Table of contents
- What is Clustering?
- How does Clustering work?
- Accessing Clustering
- Using Clustering
- Clustering for common workflows
What is Clustering?
Clustering visualizes documents in your dataset by conceptual similarity. It generates insights about concepts in your documents without requiring any user input. Traditional search tools require you to have a baseline understanding of what’s in your documents and what to search for, but with Clustering, you can begin to learn about data without any prior background. This makes Clustering a valuable tool during early case assessment and other critical workflows throughout the discovery process.
On the Clustering page, documents are represented as a data point, and each document belongs to a color-corresponding cluster. The cluster is also represented by a polygon, which is an approximation of where the clustered documents are on the page. Terms associated with each cluster can give you a sense of the concepts within the documents.
Reviewers can also view conceptually similar documents from the review window. They can access these documents by selecting the Clustering context. For more information, see this help article.
As review is conducted on your project, you can color-code your clustered documents by ratings, codes, and predictive coding scores to get a better sense of how your review is progressing. You can learn more about these workflows at the end of this article.
How does Clustering work?
Clustering uses an unsupervised machine learning algorithm that analyzes words and metadata (author, subject, title, to, from, cc, and bcc) across all of your documents to determine conceptual similarity. This algorithm utilizes a bag of words model weighted by TF-IDF. Clustering also uses a density-based clustering algorithm, allowing you to visualize document similarity by relative distance more easily than in traditional k-means clustering algorithms.

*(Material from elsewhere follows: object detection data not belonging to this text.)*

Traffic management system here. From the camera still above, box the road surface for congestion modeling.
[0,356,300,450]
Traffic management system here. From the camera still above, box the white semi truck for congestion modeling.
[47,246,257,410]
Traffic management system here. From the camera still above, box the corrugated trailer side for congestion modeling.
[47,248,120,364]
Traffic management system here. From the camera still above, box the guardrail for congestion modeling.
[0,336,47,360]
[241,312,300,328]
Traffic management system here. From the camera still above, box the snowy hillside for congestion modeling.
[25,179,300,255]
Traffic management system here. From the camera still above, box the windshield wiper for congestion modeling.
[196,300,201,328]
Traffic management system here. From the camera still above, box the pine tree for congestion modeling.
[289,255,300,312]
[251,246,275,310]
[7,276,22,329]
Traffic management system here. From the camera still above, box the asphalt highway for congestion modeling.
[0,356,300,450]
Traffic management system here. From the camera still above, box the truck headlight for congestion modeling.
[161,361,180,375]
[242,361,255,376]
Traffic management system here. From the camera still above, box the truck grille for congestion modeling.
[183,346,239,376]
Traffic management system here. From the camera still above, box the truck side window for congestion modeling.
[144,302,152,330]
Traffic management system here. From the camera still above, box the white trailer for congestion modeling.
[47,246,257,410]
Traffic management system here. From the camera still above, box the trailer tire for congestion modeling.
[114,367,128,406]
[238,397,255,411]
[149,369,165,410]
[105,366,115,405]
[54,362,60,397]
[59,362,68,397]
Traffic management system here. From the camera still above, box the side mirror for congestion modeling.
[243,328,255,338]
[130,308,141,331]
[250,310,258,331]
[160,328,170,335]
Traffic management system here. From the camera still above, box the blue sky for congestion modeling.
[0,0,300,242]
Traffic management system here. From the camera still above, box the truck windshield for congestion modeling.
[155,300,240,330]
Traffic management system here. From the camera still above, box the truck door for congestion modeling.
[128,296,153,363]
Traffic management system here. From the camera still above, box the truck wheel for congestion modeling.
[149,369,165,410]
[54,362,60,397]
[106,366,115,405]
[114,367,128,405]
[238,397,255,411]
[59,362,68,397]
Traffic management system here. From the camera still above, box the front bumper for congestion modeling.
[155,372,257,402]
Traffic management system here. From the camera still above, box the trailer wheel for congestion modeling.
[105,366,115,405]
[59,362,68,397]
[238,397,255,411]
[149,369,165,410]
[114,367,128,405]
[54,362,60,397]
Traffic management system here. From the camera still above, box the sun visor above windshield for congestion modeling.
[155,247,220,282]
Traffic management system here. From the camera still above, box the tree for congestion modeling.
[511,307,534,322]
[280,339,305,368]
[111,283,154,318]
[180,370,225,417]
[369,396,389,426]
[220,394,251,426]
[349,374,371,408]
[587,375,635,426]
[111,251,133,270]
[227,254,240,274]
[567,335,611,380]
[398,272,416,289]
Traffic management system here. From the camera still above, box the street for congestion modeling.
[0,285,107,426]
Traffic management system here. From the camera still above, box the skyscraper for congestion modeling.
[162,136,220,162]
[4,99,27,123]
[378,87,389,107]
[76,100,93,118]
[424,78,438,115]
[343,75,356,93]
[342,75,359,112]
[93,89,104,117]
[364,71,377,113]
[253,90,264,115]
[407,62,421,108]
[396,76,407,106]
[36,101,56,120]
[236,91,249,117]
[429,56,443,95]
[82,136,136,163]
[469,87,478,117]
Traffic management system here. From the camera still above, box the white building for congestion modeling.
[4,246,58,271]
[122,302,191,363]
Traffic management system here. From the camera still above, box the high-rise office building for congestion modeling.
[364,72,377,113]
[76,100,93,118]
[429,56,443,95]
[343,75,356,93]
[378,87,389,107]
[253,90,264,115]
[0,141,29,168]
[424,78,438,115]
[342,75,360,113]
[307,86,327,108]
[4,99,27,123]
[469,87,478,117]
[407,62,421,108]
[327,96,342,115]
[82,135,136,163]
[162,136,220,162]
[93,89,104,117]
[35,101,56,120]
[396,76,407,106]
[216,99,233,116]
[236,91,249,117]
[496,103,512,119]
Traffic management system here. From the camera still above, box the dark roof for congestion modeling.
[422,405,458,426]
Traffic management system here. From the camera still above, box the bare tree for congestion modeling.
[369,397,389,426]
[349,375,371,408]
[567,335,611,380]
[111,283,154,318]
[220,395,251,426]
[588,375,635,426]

Here’s a very basic overview of the algorithm’s process. Since an algorithm isn't a human, it can’t interpret the meaning of words to determine document similarity. First, it has to break down the words and metadata from documents into numbers. Then, the algorithm removes “stop words” and punctuation from its consideration. We filter these stop words: a, an, and, are, as, at, be, but, by, for, if, in, into, is, it, no, not, of, on, or, such, that, the, their, then, there, these, they, this, to, was, will, with. These are the same stop word considerations used in Everlaw’s predictive coding model.

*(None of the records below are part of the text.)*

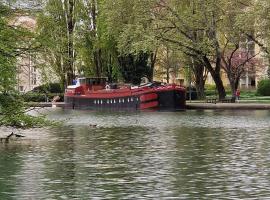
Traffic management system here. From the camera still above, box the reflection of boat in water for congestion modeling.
[65,78,185,110]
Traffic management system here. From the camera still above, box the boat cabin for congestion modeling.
[67,77,107,94]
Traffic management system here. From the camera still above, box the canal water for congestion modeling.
[0,109,270,200]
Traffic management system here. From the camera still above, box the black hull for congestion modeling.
[65,90,185,111]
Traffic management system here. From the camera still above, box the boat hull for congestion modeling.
[65,89,185,111]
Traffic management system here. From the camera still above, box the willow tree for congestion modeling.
[0,3,47,127]
[102,0,158,84]
[37,0,80,85]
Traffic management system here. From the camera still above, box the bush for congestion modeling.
[257,79,270,96]
[32,83,64,93]
[204,84,216,90]
[22,92,64,102]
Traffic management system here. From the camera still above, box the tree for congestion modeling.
[37,0,79,86]
[222,49,262,95]
[0,3,48,127]
[102,0,158,84]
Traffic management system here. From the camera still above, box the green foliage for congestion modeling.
[257,79,270,96]
[33,83,64,93]
[205,84,216,90]
[22,92,64,102]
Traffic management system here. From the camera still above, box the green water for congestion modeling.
[0,110,270,200]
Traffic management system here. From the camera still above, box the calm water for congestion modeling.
[0,110,270,200]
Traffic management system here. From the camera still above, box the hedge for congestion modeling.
[257,79,270,96]
[22,92,64,102]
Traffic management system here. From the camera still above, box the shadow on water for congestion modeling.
[0,110,270,199]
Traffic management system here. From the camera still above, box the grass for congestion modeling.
[200,89,270,103]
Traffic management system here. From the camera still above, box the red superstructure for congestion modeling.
[65,78,186,110]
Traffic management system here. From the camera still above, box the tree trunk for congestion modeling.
[66,0,75,85]
[192,59,206,99]
[203,56,226,100]
[195,72,205,99]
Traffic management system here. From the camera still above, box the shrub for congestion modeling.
[32,83,64,93]
[22,92,64,102]
[204,84,216,90]
[257,79,270,96]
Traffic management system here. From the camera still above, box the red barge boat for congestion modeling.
[64,78,186,110]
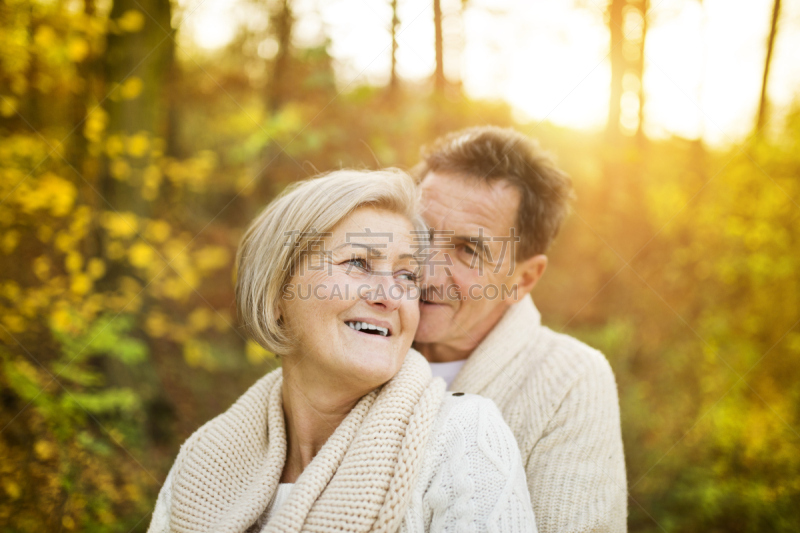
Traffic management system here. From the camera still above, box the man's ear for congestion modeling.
[513,254,547,301]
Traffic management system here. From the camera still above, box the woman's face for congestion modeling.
[281,207,419,391]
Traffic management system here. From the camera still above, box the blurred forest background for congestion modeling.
[0,0,800,532]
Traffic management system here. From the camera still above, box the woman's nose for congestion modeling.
[365,274,405,311]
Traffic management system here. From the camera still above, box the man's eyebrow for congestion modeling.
[453,235,492,248]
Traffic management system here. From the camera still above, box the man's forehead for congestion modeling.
[422,176,519,238]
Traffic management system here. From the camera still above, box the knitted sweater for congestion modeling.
[149,351,536,533]
[450,297,628,533]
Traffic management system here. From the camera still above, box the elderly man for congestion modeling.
[415,127,627,533]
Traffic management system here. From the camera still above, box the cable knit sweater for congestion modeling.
[149,351,536,533]
[450,297,628,533]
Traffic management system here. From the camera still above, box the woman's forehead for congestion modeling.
[328,208,415,248]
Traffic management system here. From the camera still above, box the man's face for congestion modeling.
[415,172,543,351]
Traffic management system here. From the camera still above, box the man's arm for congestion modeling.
[526,352,628,533]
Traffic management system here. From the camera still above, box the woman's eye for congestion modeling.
[345,257,367,270]
[461,244,477,255]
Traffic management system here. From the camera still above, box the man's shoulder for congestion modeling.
[532,326,613,379]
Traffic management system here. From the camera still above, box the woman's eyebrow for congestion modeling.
[332,242,416,259]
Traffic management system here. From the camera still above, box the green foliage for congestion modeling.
[0,0,800,532]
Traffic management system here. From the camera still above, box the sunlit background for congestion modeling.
[0,0,800,533]
[177,0,800,145]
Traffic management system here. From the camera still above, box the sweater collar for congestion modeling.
[450,296,541,394]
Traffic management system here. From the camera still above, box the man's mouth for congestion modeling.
[345,320,392,337]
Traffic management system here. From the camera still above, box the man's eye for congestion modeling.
[399,271,419,283]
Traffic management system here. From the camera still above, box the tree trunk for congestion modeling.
[433,0,445,94]
[606,0,626,142]
[756,0,781,133]
[269,0,294,113]
[389,0,400,93]
[636,0,650,147]
[100,0,175,215]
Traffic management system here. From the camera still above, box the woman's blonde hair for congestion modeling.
[236,169,427,354]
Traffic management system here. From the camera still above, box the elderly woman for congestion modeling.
[150,170,536,533]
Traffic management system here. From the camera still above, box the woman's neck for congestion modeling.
[281,362,363,483]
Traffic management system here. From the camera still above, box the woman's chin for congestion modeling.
[348,350,405,388]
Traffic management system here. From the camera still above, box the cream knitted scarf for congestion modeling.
[170,350,445,533]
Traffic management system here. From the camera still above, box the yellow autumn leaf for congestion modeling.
[119,76,144,100]
[106,135,125,159]
[128,241,155,268]
[144,220,170,243]
[128,132,150,157]
[0,96,17,118]
[117,9,144,33]
[244,340,275,365]
[144,311,169,339]
[3,478,22,500]
[194,246,229,272]
[64,251,83,272]
[100,212,139,239]
[33,24,58,48]
[189,307,212,333]
[109,159,131,181]
[86,257,106,279]
[0,229,20,255]
[33,255,51,281]
[33,440,56,461]
[69,274,92,296]
[67,37,89,63]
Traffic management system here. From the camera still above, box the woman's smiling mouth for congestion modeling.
[345,319,392,337]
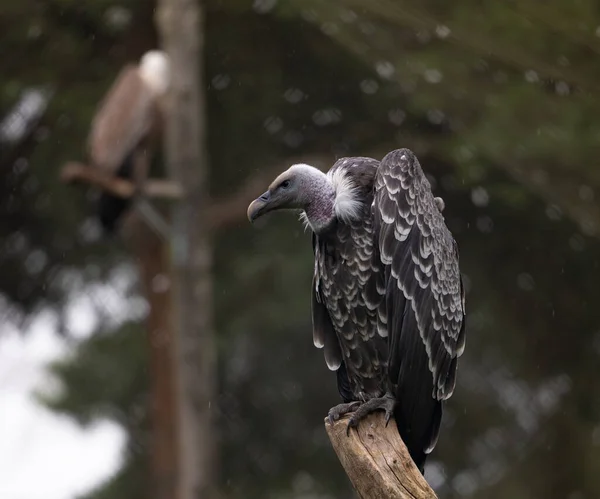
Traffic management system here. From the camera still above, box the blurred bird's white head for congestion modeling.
[139,50,171,96]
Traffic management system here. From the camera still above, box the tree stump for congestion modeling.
[325,412,437,499]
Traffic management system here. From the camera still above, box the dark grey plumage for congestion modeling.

Next, the algorithm compares the frequency of each word in each document to all the other words in the documents throughout the entire database. The model starts to acquire clues about important concepts in documents by weighting terms by their relative frequency.
To better explain the notion of comparing relative weighted frequency, here’s a simple example. Let’s say you have two documents that both contain the word "apple.” A quick “ctrl+f” search for the keyword “apple” tells you that each document contains the word “apple” 100 times. Compared to the other documents in the database, this word shows up quite a bit more in these two documents relative to other words in all documents. After reading both documents, you gather that one is a warranty for an Apple computer, and one a contract with apple farmers. Like you in this example, Clustering can identify this conceptual difference because in addition to counting the frequency of the word “apple,” it would compare the relative frequency of apple to other words in the document and across all words belonging to all documents throughout the database. Using the same example, it may notice that the Apple computer document has other weighted relevant terms like “Cupertino” and “device” while the apple farmer contract has relevant terms like “agriculture” and “harvest.” These documents would be considered conceptually different, but might each belong to a cluster defined by the term “apple.”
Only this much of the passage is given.